In compensation for Harbin’s cruel winter weather, the annual Ice Festival (冰灯节, bīngdēng jié), centred on Zhaolin Park, is held from January 5 to February 5 – though with the influx of tourists, the dates extend each year. Sculptors, some of them teenagers, work twelve-hour days in -20°C December weather to help transform the park into a fairy-tale landscape: the magnificent ice sculptures they create are sometimes entire buildings, complete with slides, stairways, arches and bridges. Carved with chainsaws and picks, the creations often have coloured lights inside to heighten the psychedelic effect. Highlights of past festivals have included detailed replicas of St Paul’s Cathedral and life-size Chinese temples, though these days cartoon characters outnumber more traditional Chinese subject matter.

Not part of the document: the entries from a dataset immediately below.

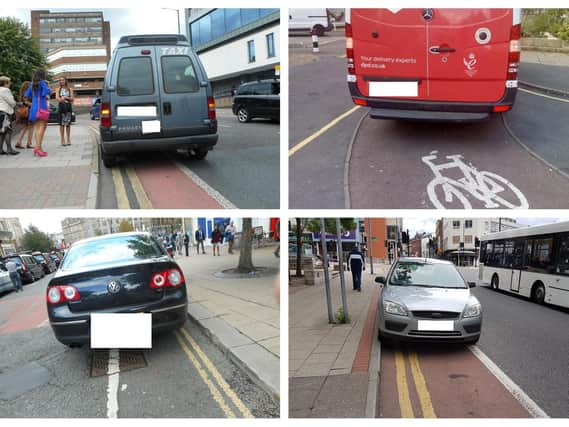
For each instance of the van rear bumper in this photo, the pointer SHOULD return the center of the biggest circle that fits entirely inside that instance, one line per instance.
(193, 142)
(383, 108)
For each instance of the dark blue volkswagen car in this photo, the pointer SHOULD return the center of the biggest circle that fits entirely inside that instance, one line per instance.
(115, 273)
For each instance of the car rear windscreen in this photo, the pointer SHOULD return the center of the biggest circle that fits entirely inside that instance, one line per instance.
(112, 250)
(135, 77)
(179, 75)
(425, 274)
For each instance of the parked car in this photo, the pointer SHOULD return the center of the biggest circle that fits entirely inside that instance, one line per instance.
(45, 261)
(54, 114)
(30, 269)
(6, 284)
(457, 64)
(115, 273)
(428, 300)
(258, 99)
(95, 111)
(156, 97)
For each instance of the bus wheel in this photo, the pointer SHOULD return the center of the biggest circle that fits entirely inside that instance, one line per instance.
(494, 283)
(538, 293)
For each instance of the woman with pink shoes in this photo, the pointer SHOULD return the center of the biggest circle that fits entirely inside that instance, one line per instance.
(39, 93)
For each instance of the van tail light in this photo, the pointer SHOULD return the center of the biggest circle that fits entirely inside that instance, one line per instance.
(211, 108)
(350, 49)
(60, 293)
(171, 278)
(105, 115)
(514, 52)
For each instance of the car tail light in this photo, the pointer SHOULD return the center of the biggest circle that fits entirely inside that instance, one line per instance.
(350, 49)
(171, 278)
(514, 52)
(59, 293)
(210, 108)
(105, 115)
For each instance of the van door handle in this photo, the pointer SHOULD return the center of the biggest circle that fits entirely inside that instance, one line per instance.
(441, 49)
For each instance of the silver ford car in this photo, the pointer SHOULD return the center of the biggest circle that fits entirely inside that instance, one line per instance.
(428, 300)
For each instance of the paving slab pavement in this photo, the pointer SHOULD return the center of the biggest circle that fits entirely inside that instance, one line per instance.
(240, 314)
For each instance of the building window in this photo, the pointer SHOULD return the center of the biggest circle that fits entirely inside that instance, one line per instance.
(270, 45)
(251, 50)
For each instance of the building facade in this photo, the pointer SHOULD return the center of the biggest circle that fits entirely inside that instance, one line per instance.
(235, 46)
(78, 47)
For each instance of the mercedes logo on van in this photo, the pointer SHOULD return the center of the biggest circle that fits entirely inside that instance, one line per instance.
(114, 286)
(428, 14)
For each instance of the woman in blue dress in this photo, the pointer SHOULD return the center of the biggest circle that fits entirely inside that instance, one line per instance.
(39, 93)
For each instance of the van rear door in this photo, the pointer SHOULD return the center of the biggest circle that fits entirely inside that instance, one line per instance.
(134, 93)
(458, 55)
(183, 91)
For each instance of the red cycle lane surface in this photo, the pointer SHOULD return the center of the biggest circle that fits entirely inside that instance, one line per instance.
(22, 313)
(456, 385)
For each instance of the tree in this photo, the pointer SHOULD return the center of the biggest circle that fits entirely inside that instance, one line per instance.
(246, 248)
(21, 54)
(125, 226)
(36, 240)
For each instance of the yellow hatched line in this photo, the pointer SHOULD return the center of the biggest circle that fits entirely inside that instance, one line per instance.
(120, 189)
(421, 387)
(217, 396)
(220, 380)
(402, 387)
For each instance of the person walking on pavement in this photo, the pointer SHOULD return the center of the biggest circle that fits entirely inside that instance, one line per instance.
(356, 263)
(216, 240)
(39, 93)
(22, 117)
(12, 268)
(64, 97)
(7, 104)
(200, 239)
(186, 243)
(229, 236)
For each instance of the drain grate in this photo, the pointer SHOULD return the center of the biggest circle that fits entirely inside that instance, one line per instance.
(129, 360)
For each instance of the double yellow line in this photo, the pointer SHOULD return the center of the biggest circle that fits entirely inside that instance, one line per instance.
(420, 386)
(209, 374)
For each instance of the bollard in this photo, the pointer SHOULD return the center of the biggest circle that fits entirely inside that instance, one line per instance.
(315, 48)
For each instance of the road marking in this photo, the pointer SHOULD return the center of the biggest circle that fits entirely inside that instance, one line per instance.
(113, 387)
(421, 387)
(120, 189)
(218, 377)
(544, 96)
(143, 200)
(216, 394)
(315, 135)
(515, 390)
(484, 186)
(212, 192)
(402, 387)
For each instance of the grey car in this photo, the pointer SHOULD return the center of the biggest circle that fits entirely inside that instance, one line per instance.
(156, 97)
(428, 300)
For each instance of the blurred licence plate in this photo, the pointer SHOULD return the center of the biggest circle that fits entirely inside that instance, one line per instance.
(435, 325)
(121, 330)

The festivities take place in various places around the city, though the two largest exhibitions are over the river on Sun Island. Here you’ll find the Snow Sculpture Art Exhibition (8am–5.30pm; ¥240) and the Ice & Snow World (9am–midday ¥150; midday–9pm ¥300). Back in central Harbin, there’s the smaller Ice Lantern Garden Party (2–9.30pm; ¥200) in Zhongshan Park. At all venues, festival’s end is marked with fireworks and pickaxes; visitors are encouraged to destroy the icy artwork by hand.